Lançado em 2017 o fundo luso-húngaro East West Venture Capital Fund, por exemplo, previa investir cerca de 20 milhões de euros em pequenas e médias empresas dos dois países que atuassem sobretudo na área das tecnologias de informação e na área do IT. Em Portugal o investimento esperado era de cerca de 60% do capital gerado pelo fundo, conforme deu conta o Jornal de Negócios à data. O Eximbank, o OTP Bank e a companhia petrolífera MOL estão entre os investidores identificados pelas autoridades húngaras. A Alpac Capital ficou responsável pelas tarefas de gestão do fundo.

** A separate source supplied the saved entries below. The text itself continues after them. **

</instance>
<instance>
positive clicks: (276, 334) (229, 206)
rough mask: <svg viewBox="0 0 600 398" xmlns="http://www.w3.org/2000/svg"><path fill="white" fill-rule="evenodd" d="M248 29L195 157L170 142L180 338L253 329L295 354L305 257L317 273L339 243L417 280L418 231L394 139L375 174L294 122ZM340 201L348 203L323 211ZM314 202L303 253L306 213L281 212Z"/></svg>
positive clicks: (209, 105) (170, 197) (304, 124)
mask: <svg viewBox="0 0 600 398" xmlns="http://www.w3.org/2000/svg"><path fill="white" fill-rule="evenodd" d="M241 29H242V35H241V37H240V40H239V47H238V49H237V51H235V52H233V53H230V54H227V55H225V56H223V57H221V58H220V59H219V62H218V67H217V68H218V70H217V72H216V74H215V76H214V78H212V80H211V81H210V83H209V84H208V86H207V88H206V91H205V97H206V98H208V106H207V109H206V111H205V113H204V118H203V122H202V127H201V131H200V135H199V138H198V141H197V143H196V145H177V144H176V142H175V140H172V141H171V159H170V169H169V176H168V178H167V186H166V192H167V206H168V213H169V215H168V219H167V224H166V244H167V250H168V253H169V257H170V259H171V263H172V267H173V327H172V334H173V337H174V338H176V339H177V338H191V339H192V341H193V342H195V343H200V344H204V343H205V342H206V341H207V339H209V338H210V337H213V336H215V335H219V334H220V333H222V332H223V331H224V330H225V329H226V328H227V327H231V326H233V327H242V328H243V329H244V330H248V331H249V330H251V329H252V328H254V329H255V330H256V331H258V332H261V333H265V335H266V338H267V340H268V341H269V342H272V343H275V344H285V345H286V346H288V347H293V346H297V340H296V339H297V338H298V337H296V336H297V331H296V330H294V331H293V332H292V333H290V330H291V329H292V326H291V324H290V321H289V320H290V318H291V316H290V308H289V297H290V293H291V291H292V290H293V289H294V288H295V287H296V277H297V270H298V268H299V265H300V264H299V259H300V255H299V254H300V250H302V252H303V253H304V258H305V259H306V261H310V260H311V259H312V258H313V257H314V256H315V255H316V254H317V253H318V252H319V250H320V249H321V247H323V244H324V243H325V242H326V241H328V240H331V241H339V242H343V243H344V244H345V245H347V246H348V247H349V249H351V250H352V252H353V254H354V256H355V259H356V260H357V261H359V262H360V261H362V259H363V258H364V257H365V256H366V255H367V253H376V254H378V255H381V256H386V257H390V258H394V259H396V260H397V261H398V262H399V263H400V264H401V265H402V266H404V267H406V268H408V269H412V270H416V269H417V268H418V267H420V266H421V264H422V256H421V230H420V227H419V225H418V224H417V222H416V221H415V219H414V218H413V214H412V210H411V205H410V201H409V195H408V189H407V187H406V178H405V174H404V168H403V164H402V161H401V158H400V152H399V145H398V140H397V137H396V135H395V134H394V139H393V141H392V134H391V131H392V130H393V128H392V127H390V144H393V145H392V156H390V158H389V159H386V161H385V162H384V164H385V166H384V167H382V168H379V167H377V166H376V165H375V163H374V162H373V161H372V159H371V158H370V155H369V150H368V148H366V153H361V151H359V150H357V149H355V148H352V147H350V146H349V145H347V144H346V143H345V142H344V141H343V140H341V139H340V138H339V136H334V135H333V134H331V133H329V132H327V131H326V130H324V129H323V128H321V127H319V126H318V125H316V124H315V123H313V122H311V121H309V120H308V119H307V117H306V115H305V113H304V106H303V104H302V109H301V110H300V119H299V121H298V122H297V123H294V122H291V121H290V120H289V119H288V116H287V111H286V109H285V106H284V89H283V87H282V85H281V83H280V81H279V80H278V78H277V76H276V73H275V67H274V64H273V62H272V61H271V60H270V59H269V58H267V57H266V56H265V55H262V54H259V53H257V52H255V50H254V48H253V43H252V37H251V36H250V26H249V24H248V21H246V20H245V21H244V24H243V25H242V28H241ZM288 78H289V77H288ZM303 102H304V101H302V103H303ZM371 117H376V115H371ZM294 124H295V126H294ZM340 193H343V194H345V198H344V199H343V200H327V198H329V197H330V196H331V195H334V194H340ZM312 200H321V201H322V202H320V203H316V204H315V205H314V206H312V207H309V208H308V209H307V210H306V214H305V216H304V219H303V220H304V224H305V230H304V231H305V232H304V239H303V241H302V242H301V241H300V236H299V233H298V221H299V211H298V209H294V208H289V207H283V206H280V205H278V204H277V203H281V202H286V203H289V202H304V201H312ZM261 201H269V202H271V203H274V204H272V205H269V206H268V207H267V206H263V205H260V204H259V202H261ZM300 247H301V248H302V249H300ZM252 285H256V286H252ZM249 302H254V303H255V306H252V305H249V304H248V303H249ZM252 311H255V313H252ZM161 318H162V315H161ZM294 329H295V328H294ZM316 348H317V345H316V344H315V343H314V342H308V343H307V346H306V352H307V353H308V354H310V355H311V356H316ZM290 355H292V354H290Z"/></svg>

Já em Portugal, a Alpac está ligada à Galp num dos maiores empreendimentos de energia solar do país. Inicialmente a Galp Energia tinha comprado apenas 50% dos projetos da Alpac em Ourique, mas mais tarde concretizou mesmo a aquisição dos restantes 50% comprando a totalidade do capital da International Solar Development Company (ISDC). Em julho deste ano era Pedro Vargas David que confirmava ao Expresso que a sua participada Alpac Luzon tinha vendido à Galp os restantes 50% que detinha na ISDC.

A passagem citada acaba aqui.